Debris littered the ground where a minivan crashed into RAC, Inc. at the intersection of Caine Avenue and East 143rd early Saturday morning, according to owner Andy Johnson. The van damaged a desk, computer and printer when it penetrated a foot-thick cement and brick wall.

“It was only common sense that it was going to actually happen,” Johnson said.  “The problem is there is no guard rail there to protect anybody.”

The City of Cleveland removed a guard rail from in front of the assembly business after a car crashed into it and damaged it in April. Johnson said the intersection is crash-prone, recalling half a dozen vehicles that crashed into the guard rail in recent months. He said he repeatedly contacted the city and his councilman to replace the rail, but he got nowhere.

Fortunately, no one was injured in the weekend crash, but Johnson’s wife, Kristen, who is RAC, Inc.’s Office Manager, said she’s worried that could change.

“My biggest fear is someone sitting there and being injured or worse than that,” she said.

Fox 8 News asked the city why the guard rail had not been replaced.

“We're evaluating that location to see if we need to replace that or not,” Acting Streets Commissioner Paul Barnett said. “The evaluation is taking place now.”

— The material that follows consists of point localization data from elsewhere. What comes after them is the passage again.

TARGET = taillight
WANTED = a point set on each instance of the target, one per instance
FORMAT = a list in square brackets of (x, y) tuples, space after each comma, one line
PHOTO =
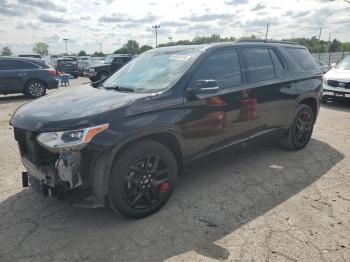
[(51, 71)]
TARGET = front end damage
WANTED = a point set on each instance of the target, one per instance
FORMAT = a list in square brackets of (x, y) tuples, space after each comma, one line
[(61, 174)]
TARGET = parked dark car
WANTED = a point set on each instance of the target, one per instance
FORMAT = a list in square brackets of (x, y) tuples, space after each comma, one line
[(111, 64), (31, 56), (68, 65), (323, 66), (129, 136), (29, 76)]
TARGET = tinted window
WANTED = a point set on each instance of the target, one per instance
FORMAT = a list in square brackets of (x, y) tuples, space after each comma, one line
[(222, 66), (15, 64), (303, 58), (279, 68), (258, 64)]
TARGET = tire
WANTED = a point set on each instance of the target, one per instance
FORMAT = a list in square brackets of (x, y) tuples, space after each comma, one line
[(299, 133), (135, 191), (102, 75), (35, 89)]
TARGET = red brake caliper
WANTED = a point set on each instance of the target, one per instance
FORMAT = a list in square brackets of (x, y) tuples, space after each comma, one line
[(164, 187)]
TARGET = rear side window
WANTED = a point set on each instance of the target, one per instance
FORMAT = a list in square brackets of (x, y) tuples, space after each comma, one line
[(258, 64), (222, 66), (303, 58), (279, 68), (16, 64)]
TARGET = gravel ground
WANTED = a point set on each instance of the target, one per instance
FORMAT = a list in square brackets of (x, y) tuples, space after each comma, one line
[(253, 203)]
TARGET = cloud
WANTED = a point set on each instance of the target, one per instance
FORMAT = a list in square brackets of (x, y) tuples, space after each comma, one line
[(8, 9), (236, 2), (51, 19), (258, 7), (119, 18), (43, 4), (208, 17)]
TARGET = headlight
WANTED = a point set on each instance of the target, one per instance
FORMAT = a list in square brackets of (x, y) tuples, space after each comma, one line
[(69, 140)]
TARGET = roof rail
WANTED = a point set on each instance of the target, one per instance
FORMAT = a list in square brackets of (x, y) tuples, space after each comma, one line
[(266, 41)]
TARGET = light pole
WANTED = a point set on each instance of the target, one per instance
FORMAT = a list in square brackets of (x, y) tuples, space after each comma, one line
[(156, 27), (319, 43), (267, 31), (66, 41)]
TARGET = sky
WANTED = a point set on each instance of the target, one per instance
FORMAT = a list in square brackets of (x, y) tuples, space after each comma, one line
[(87, 23)]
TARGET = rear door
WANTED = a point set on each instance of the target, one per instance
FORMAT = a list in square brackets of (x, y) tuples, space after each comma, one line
[(12, 75), (266, 75)]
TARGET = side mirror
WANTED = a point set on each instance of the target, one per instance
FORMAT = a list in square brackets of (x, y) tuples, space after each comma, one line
[(203, 87)]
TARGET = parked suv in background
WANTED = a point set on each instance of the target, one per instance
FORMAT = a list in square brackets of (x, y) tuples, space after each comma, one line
[(337, 81), (30, 56), (26, 75), (111, 64), (129, 136), (68, 65)]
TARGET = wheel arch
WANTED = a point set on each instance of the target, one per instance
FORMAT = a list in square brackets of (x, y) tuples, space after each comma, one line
[(312, 103), (31, 80), (103, 163)]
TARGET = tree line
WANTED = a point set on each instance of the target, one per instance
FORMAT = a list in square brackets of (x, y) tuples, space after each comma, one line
[(134, 48)]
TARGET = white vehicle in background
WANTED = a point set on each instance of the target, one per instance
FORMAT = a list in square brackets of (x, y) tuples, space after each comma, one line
[(336, 82)]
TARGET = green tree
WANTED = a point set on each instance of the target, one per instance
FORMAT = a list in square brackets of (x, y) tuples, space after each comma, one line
[(82, 53), (6, 51), (41, 48), (145, 48)]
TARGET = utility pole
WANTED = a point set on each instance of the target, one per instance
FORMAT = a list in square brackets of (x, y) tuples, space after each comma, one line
[(319, 43), (66, 41), (267, 31), (329, 48), (156, 27)]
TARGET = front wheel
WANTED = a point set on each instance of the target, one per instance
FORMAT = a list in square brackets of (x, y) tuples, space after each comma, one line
[(35, 89), (142, 179), (300, 131)]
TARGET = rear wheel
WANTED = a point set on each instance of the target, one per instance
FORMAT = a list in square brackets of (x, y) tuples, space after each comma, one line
[(142, 180), (300, 131), (35, 89)]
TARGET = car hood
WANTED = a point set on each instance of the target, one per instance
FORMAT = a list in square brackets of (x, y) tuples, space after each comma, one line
[(338, 74), (79, 107), (99, 66)]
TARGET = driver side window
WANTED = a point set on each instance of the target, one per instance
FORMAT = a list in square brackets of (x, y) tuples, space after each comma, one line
[(222, 66)]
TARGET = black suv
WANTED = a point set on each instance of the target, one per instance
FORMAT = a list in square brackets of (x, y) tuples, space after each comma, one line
[(126, 139), (111, 64), (26, 75)]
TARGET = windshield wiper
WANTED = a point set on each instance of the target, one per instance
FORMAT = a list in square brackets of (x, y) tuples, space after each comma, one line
[(119, 88)]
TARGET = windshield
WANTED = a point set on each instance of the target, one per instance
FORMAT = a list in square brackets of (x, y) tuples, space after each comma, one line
[(152, 71), (344, 64), (108, 60)]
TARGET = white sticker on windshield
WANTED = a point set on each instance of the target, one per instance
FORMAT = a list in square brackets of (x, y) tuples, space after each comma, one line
[(180, 57)]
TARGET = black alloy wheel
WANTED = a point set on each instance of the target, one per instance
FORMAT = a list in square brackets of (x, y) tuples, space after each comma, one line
[(147, 182), (35, 89), (300, 132), (143, 178)]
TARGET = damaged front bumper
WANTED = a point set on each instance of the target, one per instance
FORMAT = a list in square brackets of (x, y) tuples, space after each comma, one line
[(62, 181)]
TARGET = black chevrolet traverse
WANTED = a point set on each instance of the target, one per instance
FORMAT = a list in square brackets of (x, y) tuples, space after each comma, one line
[(125, 139)]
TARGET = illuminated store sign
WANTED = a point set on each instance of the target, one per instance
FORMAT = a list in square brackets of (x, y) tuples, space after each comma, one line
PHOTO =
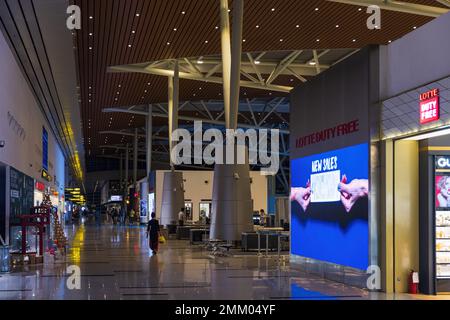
[(429, 106), (46, 176), (328, 134), (40, 186), (442, 162)]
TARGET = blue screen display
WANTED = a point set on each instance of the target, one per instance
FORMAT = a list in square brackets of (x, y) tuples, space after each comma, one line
[(330, 207)]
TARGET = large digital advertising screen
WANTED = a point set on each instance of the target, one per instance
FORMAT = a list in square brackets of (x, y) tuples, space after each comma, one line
[(330, 206)]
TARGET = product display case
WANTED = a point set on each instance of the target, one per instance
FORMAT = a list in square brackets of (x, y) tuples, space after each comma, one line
[(443, 244)]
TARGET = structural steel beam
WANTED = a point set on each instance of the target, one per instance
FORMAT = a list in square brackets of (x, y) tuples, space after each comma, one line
[(236, 57), (190, 76), (399, 6), (183, 118)]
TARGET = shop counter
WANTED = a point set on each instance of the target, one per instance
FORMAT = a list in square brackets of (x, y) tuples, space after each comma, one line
[(198, 235)]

Barnett said the city is examining whether current state law still requires a guard rail in the location and promised that the city will look at crash rates. He could not offer a time frame on its evaluation, adding that the city will look at it as quickly as possible. It doesn’t always evaluate guard rail replacement.

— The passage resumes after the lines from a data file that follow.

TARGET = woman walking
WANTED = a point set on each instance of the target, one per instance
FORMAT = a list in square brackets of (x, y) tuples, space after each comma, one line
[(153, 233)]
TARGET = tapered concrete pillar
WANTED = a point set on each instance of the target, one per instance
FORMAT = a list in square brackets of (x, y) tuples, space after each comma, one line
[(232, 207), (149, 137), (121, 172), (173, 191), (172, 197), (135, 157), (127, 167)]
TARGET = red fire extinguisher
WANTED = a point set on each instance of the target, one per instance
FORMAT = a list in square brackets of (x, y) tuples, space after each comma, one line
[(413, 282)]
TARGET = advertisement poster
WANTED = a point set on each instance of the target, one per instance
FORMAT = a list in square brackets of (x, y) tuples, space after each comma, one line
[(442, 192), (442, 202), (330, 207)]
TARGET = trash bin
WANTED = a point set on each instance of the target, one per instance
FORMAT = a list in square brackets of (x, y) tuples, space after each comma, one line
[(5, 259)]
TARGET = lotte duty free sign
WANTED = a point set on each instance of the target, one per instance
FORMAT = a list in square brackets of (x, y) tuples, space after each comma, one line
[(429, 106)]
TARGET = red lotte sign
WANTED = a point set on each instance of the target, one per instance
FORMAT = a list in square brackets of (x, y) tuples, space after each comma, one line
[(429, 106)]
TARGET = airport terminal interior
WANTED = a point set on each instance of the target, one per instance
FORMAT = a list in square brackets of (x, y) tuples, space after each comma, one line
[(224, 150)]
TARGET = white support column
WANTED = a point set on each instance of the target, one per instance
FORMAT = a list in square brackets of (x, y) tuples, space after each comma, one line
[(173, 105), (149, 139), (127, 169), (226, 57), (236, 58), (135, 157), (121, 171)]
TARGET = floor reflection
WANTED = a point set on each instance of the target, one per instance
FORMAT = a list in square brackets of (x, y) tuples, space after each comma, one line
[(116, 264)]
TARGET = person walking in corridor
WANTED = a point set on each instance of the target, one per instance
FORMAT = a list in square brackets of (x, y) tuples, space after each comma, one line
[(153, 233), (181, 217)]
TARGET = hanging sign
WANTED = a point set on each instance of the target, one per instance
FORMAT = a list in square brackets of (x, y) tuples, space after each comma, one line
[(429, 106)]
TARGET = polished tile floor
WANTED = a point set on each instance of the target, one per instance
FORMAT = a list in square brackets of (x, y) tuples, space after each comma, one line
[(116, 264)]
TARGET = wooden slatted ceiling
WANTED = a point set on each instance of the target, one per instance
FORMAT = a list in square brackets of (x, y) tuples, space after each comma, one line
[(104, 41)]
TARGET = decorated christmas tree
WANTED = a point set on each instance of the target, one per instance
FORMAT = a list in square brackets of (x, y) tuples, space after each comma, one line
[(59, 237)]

“A lot of times it's very obvious; there's a bridge abutment there, there's a light pole next to it on a high-speed travel lane. So, that’s very obvious,” he said. “This particular one, it's an odd situation.”

He added that property owners can take their own steps to protect their buildings through the addition of landscaping or rock barriers.

That’s something the Johnsons said they’ll now consider as they wait on the city.

“Hopefully something will get done, they can get a guard rail in there, or I’m going to have to put highway barriers or something in there so we don't die,” Johnson said, adding he fears additional crashes into his office without the guard rail’s protection. “It’s happened in the past, it's going happen in the future. I just hope nobody gets hurt.”